Después me dormí. Sabía que lo que estaba pasando iba a ser muy importante para mí, y me propuse incluso quedarme despierta un rato para fijar cada detalle en mi memoria, para encontrar una clave que me permitiera luego reconstruir toda la historia sin esfuerzo, para saborear aquel imprevisto estado de gracia, pero Javier se movió un par de veces hasta encontrar la mejor postura, y me acoplé sin dificultad a su cuerpo, recibí un último beso que me hizo saber que aún estaba despierto, y temo que hasta me quedé dormida antes que él. La mañana siguiente me encontró en el mismo maravilloso país donde me había despedido del mundo, pero después de los besos, y los abrazos, y las risas tontas que certificaron que todo lo que recordaba había sucedido en realidad, el horizonte se desplomó repentinamente sobre el suelo.
—Bueno, pues me voy a tener que ir…
—¿Ya? —pregunté, y para disfrazar la alarma que parpadeaba en mis ojos como un semáforo en rojo, recurrí a la infalible sensatez del ama de casa—. ¿No quieres desayunar?
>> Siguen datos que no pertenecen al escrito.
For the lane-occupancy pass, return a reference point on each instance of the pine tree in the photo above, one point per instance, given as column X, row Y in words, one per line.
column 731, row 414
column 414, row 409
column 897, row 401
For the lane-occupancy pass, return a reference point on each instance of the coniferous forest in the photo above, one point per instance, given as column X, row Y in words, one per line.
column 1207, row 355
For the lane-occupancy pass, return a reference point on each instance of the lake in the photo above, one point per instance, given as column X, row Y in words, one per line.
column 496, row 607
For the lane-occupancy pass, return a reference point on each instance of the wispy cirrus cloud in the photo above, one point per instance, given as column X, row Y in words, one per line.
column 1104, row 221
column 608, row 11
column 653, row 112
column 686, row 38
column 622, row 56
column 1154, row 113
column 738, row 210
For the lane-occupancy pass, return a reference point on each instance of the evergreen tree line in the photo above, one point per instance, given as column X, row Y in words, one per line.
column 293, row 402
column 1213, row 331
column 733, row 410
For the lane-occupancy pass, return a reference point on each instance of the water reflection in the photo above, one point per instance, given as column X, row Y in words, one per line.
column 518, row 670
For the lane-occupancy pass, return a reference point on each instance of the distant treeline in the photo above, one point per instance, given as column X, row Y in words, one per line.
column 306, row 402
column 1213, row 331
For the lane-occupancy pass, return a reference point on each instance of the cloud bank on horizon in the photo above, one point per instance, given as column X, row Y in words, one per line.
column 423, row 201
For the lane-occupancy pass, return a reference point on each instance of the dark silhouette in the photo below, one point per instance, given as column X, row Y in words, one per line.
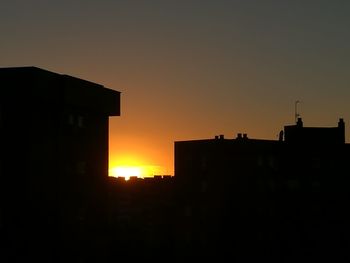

Él respondió a mi pregunta con una sonrisa.
—Claro —dijo luego—. Voy a tener que irme después del desayuno.
Pero no lo hizo. Se vistió, se reunió conmigo en la cocina, se tomó despacio una taza de café con leche y cuatro o cinco madalenas, encendió un cigarrillo y me miró. Yo le sonreí. No lograba recordar cuánto tiempo había pasado desde que me sentí igual de bien por última vez, si es que la primera había llegado a existir y, paradójicamente, la certeza de que aquello se acababa no era suficiente para arañar siquiera la invulnerable coraza con la que sus efectos me habían protegido. Él pareció darse cuenta de todo. Como si mi sonrisa envolviera una invitación tácita, miró el reloj, y fingió no haber sabido antes que era tan pronto.